A standout moment was when we inadvertently stumbled into the middle of a school assembly, a delightful surprise. Our guides actively support the Mong community, and in return, we were greeted with immense warmth and hospitality.

What an Experience

After a full day in the saddle, we parked our bikes and took a refreshing dip in a beautiful river, feeling a sense of accomplishment and serenity. Just as I thought it was time to relax with a beer, we embarked on one of the most exhilarating experiences yet.

We started a steep ascent on one of the narrowest trails, with breathtaking views all around. After 40 minutes of climbing, we found ourselves on top of the world—though I must admit, this freaked me out, as I have a serious fear of heights! Our accommodation was perched atop this stunning mountain, where we enjoyed local foods, beer, and, of course, some magic water that locked in unforgettable memories.

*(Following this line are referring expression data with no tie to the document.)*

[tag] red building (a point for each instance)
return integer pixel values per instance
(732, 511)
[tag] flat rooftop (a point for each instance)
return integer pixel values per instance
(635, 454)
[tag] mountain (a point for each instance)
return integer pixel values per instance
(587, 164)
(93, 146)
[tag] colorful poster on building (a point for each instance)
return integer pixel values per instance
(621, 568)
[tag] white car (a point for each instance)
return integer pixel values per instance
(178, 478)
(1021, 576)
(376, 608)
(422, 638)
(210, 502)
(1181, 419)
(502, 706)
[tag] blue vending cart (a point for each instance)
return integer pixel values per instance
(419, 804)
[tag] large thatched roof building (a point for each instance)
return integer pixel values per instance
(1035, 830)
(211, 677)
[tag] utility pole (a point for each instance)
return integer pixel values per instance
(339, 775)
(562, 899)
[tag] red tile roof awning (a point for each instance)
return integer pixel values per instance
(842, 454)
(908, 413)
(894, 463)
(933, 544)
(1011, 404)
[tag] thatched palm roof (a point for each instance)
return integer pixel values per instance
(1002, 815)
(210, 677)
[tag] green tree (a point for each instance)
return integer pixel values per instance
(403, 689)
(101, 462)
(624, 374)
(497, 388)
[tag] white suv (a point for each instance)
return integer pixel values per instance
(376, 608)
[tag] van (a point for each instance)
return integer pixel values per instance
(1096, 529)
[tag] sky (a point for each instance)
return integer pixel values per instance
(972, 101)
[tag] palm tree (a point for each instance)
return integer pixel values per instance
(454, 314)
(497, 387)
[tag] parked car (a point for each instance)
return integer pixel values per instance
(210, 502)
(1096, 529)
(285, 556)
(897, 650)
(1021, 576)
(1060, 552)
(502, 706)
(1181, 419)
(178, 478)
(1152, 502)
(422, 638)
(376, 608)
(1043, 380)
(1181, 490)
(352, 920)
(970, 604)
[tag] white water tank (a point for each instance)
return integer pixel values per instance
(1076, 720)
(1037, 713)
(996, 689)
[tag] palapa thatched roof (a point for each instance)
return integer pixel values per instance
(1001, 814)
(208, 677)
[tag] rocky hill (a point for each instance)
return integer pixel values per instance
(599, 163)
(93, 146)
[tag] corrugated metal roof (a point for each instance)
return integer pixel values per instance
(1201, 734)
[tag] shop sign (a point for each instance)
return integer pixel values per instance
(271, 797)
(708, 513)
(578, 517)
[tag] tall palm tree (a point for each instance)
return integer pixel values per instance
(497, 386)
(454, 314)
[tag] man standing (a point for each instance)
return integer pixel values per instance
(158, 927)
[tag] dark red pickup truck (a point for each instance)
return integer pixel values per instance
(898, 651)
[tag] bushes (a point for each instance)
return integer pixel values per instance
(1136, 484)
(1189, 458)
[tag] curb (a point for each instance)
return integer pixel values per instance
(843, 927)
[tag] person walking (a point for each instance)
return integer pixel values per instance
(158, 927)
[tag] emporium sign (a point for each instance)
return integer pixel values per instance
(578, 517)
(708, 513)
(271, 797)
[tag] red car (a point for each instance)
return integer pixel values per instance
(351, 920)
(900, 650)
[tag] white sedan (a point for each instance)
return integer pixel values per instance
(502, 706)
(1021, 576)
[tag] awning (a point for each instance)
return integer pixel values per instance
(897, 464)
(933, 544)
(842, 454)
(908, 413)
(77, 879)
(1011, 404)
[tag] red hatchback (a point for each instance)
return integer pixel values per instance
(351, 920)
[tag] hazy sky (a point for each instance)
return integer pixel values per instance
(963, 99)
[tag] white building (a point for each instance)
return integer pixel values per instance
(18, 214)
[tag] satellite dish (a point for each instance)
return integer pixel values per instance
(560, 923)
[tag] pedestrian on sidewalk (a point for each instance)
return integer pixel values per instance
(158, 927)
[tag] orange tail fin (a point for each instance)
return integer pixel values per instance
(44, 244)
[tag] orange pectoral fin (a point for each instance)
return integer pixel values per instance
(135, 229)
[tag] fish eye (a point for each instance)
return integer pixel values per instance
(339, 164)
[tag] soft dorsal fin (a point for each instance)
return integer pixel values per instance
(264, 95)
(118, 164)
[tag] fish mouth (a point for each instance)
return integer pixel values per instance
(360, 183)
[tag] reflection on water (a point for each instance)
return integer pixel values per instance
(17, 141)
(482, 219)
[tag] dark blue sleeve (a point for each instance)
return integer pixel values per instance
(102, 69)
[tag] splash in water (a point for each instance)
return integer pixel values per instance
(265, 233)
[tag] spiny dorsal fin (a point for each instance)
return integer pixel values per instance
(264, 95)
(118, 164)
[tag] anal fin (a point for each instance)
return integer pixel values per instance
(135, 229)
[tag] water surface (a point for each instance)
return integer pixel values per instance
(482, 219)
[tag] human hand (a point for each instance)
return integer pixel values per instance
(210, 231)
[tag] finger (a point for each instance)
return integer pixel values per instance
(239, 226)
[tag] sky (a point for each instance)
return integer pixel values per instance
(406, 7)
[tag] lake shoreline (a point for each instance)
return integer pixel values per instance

“The days, kilometers, and experiences flew by, and I loved every moment of this journey”…


The days, kilometers, and experiences flew by, and I loved every moment of this journey. You do need to have good riding skills; this adventure is not for novice riders, as there are too many challenges with little to no support if you get it wrong. However, Flipside offers the opportunity to ride as a pillion with one of their experienced tour group riders, and we engaged in some spirited rides on our little rockets that left grins on our faces.

We opted for the private ride package, which included our bike and two tour guides. I doubled my partner, while the other two guides doubled paying customers. Everything was covered—accommodation, breakfast, lunch, and dinner—leaving only alcohol and extras for us to pay. It was not expensive; in fact, it was an absolute bargain!


Special thanks to Chook, our local guide, Lawerence and all the staff for the fun, laughter, and friendship. If you don’t back yourself as a rider, I highly recommend jumping on the back of a mentor or experienced rider. It’s an adventure you won’t want to miss!

p.s – Make sure your travel insurance fully covers you for scooter/motorcycle riding in Vietnam for accident and injury, and that you have the appropriate licence to ride in Vietnam!